Coca-Cola ditemukan di 40 dari 42 negara yang berpartisipasi. Lebih dari 75% dari semua 239 pembersihan yang berpartisipasi melaporkan menemukan produk bermerek Coca-Cola di sepanjang pantai mereka, jalan, dan lainnya.

baca juga : Break Free From Plastic: Paksa Perusahaan Ubah Produksi Sampah

 

Ilustrasi. Partisipan World Clean Up Day bersama relawan Greenpeace mengumpulkan sampah plastik di Pantai Kuk Cituis, Tangerang Banten pada Jumat (15/9/2018). Foto : Greenpeace Indonesia/Mongabay Indonesia

 

Dikutip dari laporan Nexus3, data audit merek dalam dua tahun terakhir perusahaan pencemar sampah plastik tidak berbeda jauh yaitu tiga perusahaan pencemar tertinggi adalah Coca-cola, Nestle, dan PepsiCo. Apabila perusahaan ini tidak melakukan perubahan kebijakan dalam kemasannya, maka dalam tahun-tahun kedepan ketiga perusahaan akan selalu muncul sebagai perusahaan pencemar plastik.

Tidak berbeda jauh dengan data global, audit merek juga dilakukan oleh Greenpeace Indonesia tahun 2018. Audit merek yang dilakukan saat kegiatan bersih pantai antara lain di Pantai Mertasari, Bali (Danone, Dettol, Unilever), Pantai Pandansari, Yogyakarta (Indofood, Unilever, Wings), dan Pantai Kuk Cituis, Tangerang (Santos, P&G dan Wings).
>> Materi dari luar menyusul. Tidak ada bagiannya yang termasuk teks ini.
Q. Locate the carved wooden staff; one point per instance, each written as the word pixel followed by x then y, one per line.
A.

Produksi plastik global telah mencapai 320 juta metrik ton per tahun, jutaan ton polusi plastik masuk dan menyumbat sungai, lautan, dan tempat pembuangan sampah. Diperkirakan 8,3 miliar metrik ton plastik telah diproduksi secara total sejak tahun 1950-an, dan penelitian terbaru menunjukkan bahwa hanya 9% yang memilikinya telah benar-benar didaur ulang, 12% telah dibakar, dan sisanya sekitar 80% sebagian besar berakhir di tempat pembuangan sampah, di lautan, atau sekitar kita.